8.7. OVS-DPDK 用のフレーバーの作成とインスタンスのデプロイ

NFV を実装する Red Hat OpenStack Platform デプロイメントの OVS-DPDK の設定を完了した後には、以下の手順に従ってフレーバーを作成してインスタンスをデプロイすることができます。

  1. アグリゲートグループを作成して、OVS-DPDK 用にホストを追加します。

     # openstack aggregate create --zone=dpdk dpdk
     # openstack aggregate add host dpdk compute-ovs-dpdk-0.localdomain
    注記

    CPU ピニングされたインスタンスをピニングされていないインスタンスと分けるには、ホストアグリゲートを使用すべきです。CPU ピニングを使用していないインスタンスは、CPU ピニングを使用するインスタンスのリソース要件は順守しません。

  2. フレーバーを作成します。

    # openstack flavor create m1.medium_huge_4cpu --ram 4096 --disk 150 --vcpus 4

    このコマンドでは、m1.medium_huge_4cpu はフレーバー名、4096 は MB 単位のメモリー容量、150 は GB 単位のディスク容量 (デフォルトでは 0 G)、4 は仮想 CPU 数を設定しています。

  3. フレーバーの追加のプロパティーを設定します。

    # openstack flavor set --property hw:cpu_policy=dedicated --property hw:mem_page_size=1GB m1.medium_huge_4cpu --property hw:emulator_threads_policy=isolate

    このコマンドでは、m1.medium_huge_4cpu はフレーバー名を指定しており、残りはそのフレーバーのその他のプロパティーを設定しています。

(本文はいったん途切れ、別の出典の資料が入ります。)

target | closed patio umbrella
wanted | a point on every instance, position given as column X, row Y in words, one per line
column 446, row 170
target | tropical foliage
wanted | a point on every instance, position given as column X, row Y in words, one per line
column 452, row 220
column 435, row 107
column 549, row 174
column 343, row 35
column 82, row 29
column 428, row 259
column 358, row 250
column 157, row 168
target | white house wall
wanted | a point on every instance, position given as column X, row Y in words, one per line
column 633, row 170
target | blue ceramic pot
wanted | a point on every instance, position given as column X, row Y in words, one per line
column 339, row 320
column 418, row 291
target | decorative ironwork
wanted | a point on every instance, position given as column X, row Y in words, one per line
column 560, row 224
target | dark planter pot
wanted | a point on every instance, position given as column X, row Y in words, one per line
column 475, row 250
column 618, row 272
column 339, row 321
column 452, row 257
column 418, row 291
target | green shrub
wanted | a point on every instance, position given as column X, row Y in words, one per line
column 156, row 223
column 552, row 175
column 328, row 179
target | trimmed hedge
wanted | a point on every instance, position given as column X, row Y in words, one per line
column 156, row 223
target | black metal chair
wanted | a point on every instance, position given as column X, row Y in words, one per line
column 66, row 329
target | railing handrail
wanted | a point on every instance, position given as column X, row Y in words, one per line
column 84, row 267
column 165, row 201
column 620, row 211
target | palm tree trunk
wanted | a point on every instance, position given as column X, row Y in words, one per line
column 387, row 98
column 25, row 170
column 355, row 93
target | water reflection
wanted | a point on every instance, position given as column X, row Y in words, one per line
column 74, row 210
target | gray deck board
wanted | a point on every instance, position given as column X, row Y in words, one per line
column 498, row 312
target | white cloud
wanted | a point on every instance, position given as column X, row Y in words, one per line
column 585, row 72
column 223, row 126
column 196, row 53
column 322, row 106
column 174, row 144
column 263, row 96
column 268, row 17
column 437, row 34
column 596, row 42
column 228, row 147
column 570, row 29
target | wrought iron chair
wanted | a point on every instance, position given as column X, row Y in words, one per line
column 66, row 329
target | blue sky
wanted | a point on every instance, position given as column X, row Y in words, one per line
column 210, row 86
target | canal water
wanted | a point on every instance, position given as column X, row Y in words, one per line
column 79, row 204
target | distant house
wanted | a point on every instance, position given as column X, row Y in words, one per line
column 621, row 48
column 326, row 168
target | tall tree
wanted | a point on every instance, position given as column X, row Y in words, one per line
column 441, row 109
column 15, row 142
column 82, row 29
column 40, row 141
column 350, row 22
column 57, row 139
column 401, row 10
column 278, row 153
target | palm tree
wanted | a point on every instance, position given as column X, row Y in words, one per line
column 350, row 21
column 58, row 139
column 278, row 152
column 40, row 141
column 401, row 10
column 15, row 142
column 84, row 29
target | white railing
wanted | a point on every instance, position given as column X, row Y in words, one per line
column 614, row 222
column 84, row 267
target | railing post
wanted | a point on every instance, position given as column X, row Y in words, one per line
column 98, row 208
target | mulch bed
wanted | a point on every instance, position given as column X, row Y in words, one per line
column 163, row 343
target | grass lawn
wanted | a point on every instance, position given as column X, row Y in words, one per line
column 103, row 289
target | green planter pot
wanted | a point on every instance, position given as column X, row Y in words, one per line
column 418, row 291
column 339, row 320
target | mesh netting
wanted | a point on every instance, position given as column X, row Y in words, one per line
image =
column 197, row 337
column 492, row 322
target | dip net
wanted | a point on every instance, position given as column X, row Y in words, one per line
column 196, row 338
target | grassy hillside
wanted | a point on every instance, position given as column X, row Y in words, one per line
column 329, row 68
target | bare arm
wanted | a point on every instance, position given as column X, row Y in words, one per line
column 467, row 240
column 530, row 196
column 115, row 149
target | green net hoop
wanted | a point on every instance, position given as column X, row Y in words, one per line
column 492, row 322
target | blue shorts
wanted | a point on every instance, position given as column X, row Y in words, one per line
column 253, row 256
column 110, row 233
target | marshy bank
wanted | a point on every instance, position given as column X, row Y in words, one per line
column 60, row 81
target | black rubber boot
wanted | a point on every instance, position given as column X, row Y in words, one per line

パフォーマンス向上のためのエミュレータースレッドポリシーについての詳しい情報は、「Configure Emulator Threads to run on a Dedicated Physical CPU」を参照してください。

  1. ネットワークを作成します。

    # openstack network create net1 --provider-physical-network tenant --provider-network-type vlan --provider-segment <VLAN-ID>
  2. インスタンスをデプロイします。

    # openstack server create --flavor m1.medium_huge_4cpu --availability-zone dpdk --image rhel_7.3 --nic net-id=net1

    ここで

    • m1.medium_huge_4cpu はフレーバー名または ID です。
    • dpdk はサーバーのアベイラビリティーゾーンです。
    • rhel_7.3 はインスタンスの作成に使用するイメージ (名前または ID) です。
    • net1 はサーバー上の NIC です。

これで、NFV ユースケースの OVS-DPDK 向けインスタンスのデプロイが完了しました。

multi-queue を OVS-DPDK で使用するには、上記の手順に数ステップを追加する必要があります。フレーバーを作成する前に、以下のステップを実行してください。

  1. イメージのプロパティーを設定します。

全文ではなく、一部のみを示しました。